I guess people are right that it is the nature and timing of her passing that is maybe playing on my mind and coming out in my dreams.

OP posts:
echt · 14/12/2018 08:00

As upsetting as your dreams are now, hold on to them as they become less frequent in time and can, oddly be a source of comfort. I don't say this in the "get a grip/count your blessings" mode.

My DH's death was sudden and unexpected. My DD and I had similar dreams, where he would be in them and we knew he was dead but he didn't. We wondered where to tell him. He appeared sheepish and a bit, well, dim. In life he was the reverse of all these things.

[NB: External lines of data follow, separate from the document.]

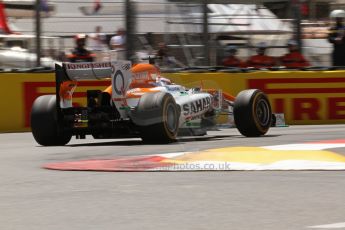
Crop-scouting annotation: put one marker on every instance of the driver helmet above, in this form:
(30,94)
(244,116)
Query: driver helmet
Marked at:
(144,75)
(80,39)
(337,14)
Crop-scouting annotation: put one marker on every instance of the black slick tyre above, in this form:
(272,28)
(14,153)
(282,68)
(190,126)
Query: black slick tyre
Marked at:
(161,107)
(252,113)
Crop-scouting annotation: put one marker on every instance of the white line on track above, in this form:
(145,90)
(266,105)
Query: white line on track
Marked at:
(308,146)
(330,226)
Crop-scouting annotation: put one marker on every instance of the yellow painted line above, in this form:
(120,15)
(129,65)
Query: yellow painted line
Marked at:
(256,155)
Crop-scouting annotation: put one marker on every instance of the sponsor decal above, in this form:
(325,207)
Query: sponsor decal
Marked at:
(197,106)
(173,88)
(119,83)
(141,75)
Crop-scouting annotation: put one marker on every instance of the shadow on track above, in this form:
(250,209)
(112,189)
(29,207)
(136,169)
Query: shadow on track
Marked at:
(140,142)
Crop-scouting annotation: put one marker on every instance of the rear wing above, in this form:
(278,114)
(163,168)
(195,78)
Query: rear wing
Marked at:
(68,74)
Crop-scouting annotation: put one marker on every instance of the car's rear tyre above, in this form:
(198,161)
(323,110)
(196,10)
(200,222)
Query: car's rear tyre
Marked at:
(162,107)
(44,122)
(252,113)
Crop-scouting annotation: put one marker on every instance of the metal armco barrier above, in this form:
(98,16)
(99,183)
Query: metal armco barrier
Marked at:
(305,97)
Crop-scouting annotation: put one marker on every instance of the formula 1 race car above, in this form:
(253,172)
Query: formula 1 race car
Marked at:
(139,103)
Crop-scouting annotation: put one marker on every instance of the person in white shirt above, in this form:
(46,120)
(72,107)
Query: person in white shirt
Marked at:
(118,44)
(97,40)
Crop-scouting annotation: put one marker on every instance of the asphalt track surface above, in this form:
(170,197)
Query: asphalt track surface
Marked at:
(35,198)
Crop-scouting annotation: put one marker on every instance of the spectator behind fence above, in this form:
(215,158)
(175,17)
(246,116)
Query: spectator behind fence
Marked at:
(165,59)
(118,44)
(261,60)
(97,40)
(80,53)
(231,60)
(337,37)
(293,59)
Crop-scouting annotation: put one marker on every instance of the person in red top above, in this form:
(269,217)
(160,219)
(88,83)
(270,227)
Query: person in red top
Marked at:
(293,59)
(231,60)
(261,60)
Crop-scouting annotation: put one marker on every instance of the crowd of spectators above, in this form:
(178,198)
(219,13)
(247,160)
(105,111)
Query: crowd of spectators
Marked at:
(97,41)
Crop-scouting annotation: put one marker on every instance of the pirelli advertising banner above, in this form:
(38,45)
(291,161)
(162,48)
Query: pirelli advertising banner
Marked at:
(305,97)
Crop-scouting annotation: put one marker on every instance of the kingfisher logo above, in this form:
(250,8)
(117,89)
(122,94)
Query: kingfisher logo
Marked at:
(314,100)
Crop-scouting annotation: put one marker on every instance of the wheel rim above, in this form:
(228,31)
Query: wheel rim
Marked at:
(262,112)
(171,118)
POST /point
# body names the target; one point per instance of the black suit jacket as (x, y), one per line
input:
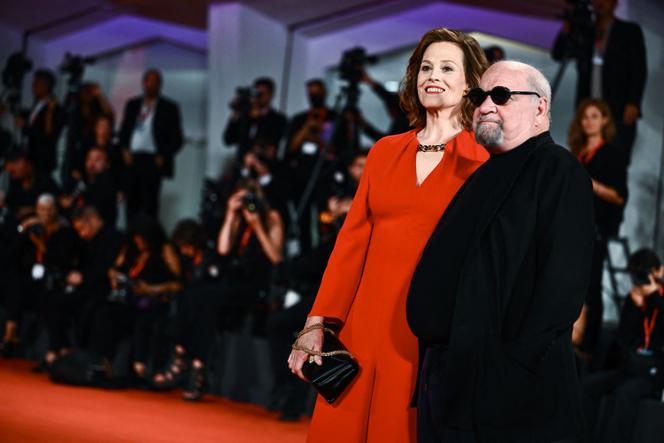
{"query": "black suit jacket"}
(624, 71)
(166, 129)
(510, 363)
(42, 147)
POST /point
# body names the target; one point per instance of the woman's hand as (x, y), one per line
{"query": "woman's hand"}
(312, 340)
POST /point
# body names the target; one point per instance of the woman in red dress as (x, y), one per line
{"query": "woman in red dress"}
(408, 182)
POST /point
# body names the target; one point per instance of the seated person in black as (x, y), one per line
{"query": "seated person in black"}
(590, 137)
(26, 184)
(47, 254)
(100, 245)
(640, 341)
(144, 278)
(251, 240)
(96, 188)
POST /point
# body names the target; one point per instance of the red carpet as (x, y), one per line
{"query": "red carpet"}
(32, 409)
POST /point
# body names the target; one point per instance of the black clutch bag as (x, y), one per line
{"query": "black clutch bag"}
(338, 370)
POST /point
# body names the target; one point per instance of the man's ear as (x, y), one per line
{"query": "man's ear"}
(542, 114)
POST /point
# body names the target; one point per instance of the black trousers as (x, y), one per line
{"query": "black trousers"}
(143, 185)
(199, 309)
(619, 412)
(113, 321)
(594, 302)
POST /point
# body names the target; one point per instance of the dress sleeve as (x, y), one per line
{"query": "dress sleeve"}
(344, 269)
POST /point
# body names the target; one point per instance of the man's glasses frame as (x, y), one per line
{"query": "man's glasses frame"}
(499, 95)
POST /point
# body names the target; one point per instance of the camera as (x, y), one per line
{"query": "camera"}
(123, 289)
(242, 101)
(74, 66)
(252, 202)
(353, 62)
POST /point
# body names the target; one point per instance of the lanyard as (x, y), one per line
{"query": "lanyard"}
(246, 236)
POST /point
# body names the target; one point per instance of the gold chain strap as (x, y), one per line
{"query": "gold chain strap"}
(313, 327)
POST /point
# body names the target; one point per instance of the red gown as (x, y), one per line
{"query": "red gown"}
(367, 280)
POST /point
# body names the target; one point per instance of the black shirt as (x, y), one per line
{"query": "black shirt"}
(432, 297)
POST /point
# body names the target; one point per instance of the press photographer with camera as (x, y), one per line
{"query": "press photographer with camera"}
(97, 187)
(251, 240)
(611, 62)
(42, 125)
(89, 105)
(253, 118)
(144, 280)
(47, 253)
(640, 342)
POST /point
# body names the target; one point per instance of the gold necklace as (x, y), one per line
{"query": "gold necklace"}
(431, 148)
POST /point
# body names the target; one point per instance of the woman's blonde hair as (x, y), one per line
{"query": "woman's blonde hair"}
(576, 138)
(475, 64)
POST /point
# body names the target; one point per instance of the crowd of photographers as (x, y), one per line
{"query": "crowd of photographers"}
(267, 226)
(259, 249)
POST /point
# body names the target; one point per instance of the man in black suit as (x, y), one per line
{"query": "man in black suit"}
(611, 65)
(254, 120)
(503, 278)
(150, 136)
(43, 125)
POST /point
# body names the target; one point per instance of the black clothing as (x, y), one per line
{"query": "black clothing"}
(166, 129)
(143, 187)
(609, 167)
(266, 129)
(624, 72)
(430, 318)
(19, 199)
(42, 146)
(101, 192)
(510, 371)
(143, 175)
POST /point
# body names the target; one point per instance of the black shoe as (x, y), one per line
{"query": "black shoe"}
(196, 384)
(174, 373)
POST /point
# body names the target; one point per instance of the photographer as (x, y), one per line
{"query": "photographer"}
(9, 239)
(289, 394)
(640, 342)
(144, 279)
(611, 62)
(253, 118)
(47, 253)
(101, 244)
(251, 240)
(96, 188)
(398, 119)
(89, 105)
(43, 124)
(26, 184)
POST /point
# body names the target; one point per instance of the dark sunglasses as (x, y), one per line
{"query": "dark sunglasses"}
(499, 95)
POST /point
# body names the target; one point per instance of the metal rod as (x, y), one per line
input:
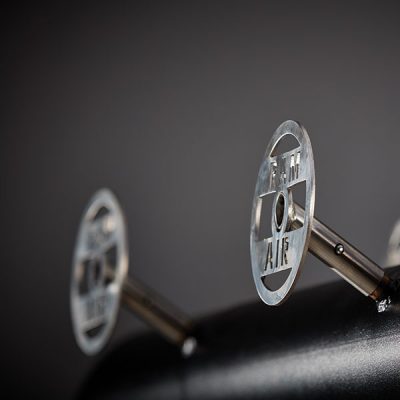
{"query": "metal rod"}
(344, 259)
(159, 314)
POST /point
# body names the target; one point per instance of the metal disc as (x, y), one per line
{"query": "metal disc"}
(283, 253)
(393, 251)
(100, 265)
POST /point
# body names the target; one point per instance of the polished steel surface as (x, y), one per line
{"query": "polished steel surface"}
(343, 258)
(295, 230)
(99, 282)
(285, 249)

I'd gag to dream of him at all now Sad

Thanks Chill

LittleCandle · 14/12/2018 08:21

My DM died suddenly in a car accident. When I did dream of her, a few weeks later, it was to dream that she was still alive and I vividly remember wakening and hoping that the dream was right and it had all been some ghastly mistake. But the dreams do become a comfort. I wish that I dreamed about my DM more, but they seem to have stopped now.

Sgrop678 · 18/12/2018 00:57

This happened to me too, I had dreams of my father collapsing and trying to save him.
I read somewhere that seeing them in your dreams is their way of saying hello to you, try to remember that and treasure it. My nightmares have stopped and he just appears peacefully now

jessstan2 · 18/12/2018 02:48

I dreamed of my mum after she died and it was comforting. A friend of mine had a lovely dream about her husband after he died and it had the same effect on her.